Comment 14 for bug 539632

Revision history for this message
Nathan Froyd (froydnj) wrote :

Compiling with -mpreferred-stack-boundary=2 works for me here (Ubuntu 9.10, I think, gcc 4.4.1 + Ubuntu patches). Be sure to reload the shared library after recompiling. Inspect at the generated source; if it doesn't look something like:

himd_sqrt:
 pushl %ebp
 movl %esp, %ebp
 andl $-16, %esp
 pushl %esi
 pushl %ebx
 subl $24, %esp

(the important bit is the andl) then something's not right on your side.

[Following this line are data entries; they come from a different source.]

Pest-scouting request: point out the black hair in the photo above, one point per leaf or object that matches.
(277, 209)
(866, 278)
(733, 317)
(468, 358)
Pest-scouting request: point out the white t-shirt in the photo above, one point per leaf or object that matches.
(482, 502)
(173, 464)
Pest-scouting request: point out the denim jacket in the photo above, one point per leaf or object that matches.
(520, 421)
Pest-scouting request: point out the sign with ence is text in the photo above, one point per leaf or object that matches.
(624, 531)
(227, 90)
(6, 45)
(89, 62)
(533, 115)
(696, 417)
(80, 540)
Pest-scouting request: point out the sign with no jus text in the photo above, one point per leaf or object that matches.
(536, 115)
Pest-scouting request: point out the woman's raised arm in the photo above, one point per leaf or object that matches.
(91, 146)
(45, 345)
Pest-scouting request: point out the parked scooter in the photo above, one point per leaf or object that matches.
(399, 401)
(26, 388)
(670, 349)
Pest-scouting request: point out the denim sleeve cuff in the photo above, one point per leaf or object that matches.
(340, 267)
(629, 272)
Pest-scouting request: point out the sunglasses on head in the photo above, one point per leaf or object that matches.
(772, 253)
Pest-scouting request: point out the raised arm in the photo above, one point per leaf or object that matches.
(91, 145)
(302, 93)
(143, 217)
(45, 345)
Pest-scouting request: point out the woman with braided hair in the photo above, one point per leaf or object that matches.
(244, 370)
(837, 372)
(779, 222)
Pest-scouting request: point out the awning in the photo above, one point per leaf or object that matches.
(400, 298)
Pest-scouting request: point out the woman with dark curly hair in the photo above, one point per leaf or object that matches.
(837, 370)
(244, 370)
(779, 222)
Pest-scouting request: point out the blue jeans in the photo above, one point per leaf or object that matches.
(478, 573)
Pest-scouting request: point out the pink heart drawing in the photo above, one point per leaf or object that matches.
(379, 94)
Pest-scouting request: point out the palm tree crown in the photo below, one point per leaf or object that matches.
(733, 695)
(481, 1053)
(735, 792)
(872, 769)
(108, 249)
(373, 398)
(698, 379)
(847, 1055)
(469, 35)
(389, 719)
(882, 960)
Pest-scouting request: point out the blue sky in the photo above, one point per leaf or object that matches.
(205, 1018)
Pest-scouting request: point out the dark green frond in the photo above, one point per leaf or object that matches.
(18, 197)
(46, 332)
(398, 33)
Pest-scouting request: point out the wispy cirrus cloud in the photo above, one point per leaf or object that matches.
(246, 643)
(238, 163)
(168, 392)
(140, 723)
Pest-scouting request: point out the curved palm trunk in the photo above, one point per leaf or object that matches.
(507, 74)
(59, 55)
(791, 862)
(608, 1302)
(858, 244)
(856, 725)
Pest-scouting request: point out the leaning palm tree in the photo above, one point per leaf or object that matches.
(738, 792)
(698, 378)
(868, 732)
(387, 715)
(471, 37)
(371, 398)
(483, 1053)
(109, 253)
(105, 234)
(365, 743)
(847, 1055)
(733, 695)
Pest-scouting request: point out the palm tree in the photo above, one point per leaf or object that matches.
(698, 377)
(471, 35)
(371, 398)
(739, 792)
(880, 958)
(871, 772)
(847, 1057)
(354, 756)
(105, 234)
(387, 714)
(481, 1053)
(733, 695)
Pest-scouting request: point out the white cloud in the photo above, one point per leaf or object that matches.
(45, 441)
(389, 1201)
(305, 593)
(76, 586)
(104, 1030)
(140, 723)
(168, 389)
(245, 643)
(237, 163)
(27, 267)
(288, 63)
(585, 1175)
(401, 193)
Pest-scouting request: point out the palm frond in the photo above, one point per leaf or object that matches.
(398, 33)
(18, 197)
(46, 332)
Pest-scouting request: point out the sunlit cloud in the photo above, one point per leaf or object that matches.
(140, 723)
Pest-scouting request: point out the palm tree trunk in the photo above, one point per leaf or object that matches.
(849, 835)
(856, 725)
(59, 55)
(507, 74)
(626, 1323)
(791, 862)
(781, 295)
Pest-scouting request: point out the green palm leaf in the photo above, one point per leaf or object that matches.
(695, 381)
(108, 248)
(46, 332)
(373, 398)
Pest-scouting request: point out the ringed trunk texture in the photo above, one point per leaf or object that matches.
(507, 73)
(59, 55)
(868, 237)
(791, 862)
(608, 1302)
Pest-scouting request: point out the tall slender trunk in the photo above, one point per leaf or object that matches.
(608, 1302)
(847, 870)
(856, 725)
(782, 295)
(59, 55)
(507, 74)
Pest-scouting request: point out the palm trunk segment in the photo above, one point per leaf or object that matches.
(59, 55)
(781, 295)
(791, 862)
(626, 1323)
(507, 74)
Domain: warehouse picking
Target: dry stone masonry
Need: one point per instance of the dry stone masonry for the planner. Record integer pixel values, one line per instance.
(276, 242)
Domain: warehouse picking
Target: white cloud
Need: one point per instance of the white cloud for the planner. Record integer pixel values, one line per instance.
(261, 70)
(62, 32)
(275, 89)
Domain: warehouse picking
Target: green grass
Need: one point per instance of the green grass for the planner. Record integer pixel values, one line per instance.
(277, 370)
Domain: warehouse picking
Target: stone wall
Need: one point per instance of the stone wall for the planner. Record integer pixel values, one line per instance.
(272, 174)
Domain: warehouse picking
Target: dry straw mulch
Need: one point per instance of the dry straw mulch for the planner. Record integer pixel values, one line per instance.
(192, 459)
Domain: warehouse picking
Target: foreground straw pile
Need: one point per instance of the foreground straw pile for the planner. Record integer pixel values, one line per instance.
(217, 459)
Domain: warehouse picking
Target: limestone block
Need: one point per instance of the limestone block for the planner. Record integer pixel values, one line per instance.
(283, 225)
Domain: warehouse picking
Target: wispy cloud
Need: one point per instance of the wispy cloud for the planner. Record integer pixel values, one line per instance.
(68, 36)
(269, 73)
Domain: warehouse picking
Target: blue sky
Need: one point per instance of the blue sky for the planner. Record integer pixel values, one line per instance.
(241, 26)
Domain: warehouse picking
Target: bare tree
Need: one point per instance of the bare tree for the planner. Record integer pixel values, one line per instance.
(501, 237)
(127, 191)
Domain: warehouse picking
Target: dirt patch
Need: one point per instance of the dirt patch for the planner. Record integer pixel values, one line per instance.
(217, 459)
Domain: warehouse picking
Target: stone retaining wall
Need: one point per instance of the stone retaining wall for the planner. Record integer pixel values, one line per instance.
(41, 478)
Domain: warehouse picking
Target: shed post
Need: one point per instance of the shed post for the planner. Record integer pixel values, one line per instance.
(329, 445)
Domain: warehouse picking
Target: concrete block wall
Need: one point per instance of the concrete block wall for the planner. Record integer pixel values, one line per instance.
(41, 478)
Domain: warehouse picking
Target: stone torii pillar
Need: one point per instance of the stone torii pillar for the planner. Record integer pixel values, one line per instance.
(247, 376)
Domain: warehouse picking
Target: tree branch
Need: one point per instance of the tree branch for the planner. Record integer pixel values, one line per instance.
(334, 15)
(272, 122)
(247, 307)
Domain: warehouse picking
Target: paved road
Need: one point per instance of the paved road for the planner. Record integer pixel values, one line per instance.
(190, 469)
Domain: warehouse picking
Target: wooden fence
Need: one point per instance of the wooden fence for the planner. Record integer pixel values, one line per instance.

I don't understand the bit about "two times faster than typed CL or C without _mm_sqrt_pd"; I'd expect it to be two times faster. Did you mean that typed CL and C without _mm_sqrt_pd are faster than the SIMD code? If you look at the generated assembly, it looks like there's a lot of extraneous memory shuffling going on. I'd recommend eliminating the temporary and using unaligned loads all the time or doing the necessary twiddling to use aligned loads in the inner loop with cleanup prologues/epilogues. Or use a __m128 temporary and load/store directly into/from the hi/lo parts.

Also -mfpmath=sse should be used to ensure use of SSE loads/stores--though it appears to be slightly broken in Ubuntu's GCC at the moment and you'll want to use -mfpmath=sse -mno-80387. (The option is fixed upstream, at least.)

I don't know that stack alignment has been consistently broken since GCC 2.95.3, but the default has apparently been 16 bytes for a while:

http://groups.google.com/group/ia32-abi/browse_frm/thread/4f9b3e5069943bf1
http://gcc.gnu.org/ml/gcc-patches/2006-09/msg00252.html